When his first oratorio,
Moyses Deus Pharaonis,
was performed at the Pietà, I chanced upon the program notes that one of my musician friends had procured. But when I looked for Luisa Benedetto’s name within it, I was surprised to find that Anastasia had sung the part of Sapens Primur that had been written for Luisa. The part of Moyses had been sung by Barbara; that of Aaron, by Candida. Even Silvia and Michelina had been chosen for small parts.
I’ve lately heard that Father has been named
maestro di concerti,
as well he should be, since he has truly filled that role ever since Maestro Gasparini resigned a few years past. He also plans, I’m told, another large oratorio, this time to stir up patriotism for the Venetian war against the Turks in Corfu. It will be called
Juditha Triumphans.
On hearing this, I thought how, if she is not ill again or has no more contact with the Ospedale, it might be possible for Luisa to be featured at long last in this grand production. I’m even told that four or five arias have basso continuo and full string accompaniment that includes the viola d’amore.

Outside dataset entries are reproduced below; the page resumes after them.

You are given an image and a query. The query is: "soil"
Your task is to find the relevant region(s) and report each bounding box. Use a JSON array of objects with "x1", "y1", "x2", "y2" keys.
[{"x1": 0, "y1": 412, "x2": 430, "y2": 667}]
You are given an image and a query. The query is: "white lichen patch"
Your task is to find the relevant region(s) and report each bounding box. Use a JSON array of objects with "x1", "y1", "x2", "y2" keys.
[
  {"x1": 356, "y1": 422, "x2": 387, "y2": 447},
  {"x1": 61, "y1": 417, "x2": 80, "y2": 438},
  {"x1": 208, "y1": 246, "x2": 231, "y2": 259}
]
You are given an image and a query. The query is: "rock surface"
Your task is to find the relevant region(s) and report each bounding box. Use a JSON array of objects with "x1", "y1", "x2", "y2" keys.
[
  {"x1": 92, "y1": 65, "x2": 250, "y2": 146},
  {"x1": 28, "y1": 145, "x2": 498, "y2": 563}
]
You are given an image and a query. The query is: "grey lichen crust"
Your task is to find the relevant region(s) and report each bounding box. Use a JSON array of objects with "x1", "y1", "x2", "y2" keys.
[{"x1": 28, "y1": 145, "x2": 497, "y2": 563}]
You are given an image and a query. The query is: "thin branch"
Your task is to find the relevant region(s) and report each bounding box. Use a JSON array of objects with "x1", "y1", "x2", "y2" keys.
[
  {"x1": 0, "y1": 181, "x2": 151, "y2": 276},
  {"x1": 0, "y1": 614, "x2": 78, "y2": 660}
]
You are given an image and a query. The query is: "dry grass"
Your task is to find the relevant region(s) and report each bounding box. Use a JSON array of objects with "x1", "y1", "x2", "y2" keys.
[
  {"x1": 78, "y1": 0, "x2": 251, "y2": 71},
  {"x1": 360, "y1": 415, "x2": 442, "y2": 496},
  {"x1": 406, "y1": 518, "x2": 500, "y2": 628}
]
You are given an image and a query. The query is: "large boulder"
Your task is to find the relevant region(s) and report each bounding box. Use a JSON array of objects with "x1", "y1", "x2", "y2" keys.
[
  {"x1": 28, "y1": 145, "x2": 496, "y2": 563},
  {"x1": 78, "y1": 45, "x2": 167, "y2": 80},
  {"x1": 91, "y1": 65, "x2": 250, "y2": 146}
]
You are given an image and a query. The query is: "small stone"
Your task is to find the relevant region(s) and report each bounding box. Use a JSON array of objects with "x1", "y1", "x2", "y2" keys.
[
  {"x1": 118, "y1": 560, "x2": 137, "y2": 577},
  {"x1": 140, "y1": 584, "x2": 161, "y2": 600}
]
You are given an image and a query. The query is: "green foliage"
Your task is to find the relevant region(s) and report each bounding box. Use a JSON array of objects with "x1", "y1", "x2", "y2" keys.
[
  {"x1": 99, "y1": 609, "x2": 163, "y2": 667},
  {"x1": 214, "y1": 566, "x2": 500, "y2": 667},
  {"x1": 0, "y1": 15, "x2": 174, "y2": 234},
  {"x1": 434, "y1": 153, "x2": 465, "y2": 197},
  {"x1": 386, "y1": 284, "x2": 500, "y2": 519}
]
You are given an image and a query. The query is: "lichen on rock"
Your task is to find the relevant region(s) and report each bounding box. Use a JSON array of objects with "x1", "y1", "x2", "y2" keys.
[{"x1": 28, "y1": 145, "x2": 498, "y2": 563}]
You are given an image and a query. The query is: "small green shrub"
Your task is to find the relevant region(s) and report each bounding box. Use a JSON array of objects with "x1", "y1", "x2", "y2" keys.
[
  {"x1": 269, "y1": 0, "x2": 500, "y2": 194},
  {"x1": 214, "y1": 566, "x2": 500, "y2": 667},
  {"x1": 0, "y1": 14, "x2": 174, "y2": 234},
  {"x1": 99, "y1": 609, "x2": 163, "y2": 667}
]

“Five more minutes, Signorina della Pietà,” Gregor, the stage manager, calls through my dressing-room door. I have been closeted here between performances that feature my playing of an oboe concerto by Albinoni. Staying true to the habits of the Ospedale, I never rehearse right before a concert or at an intermission, but try to keep my mind and body as unfettered as Father Vivaldi always cautioned us to do. What better way than to reminisce about my friends there and to call up that magic time.
There is recent talk of a new young singer at the opera house with an astounding voice who they say was trained at the Pietà. Perhaps one day soon I’ll be a member of the orchestra when she performs. Perhaps I’ll look up from the pit during a section when my instrument is idle, and it will be Luisa standing there upon the stage, and I’ll hear her full, resplendent voice resounding from the rafters and shimmering through the glass chandeliers. Perhaps I’ll meet her afterward in the wings and we will hold each other and cry a little, and she will tell me of my Rosa, and I will tell her of my life singing on the streets of Venice and how I wanted Rosa to have something more than that. We’ll talk about Anetta and our many lovely days, the three of us together at the Ospedale, when we and all the other girls so privileged, sang and played for supper and for sustenance and, if we had only known it, for our very lives.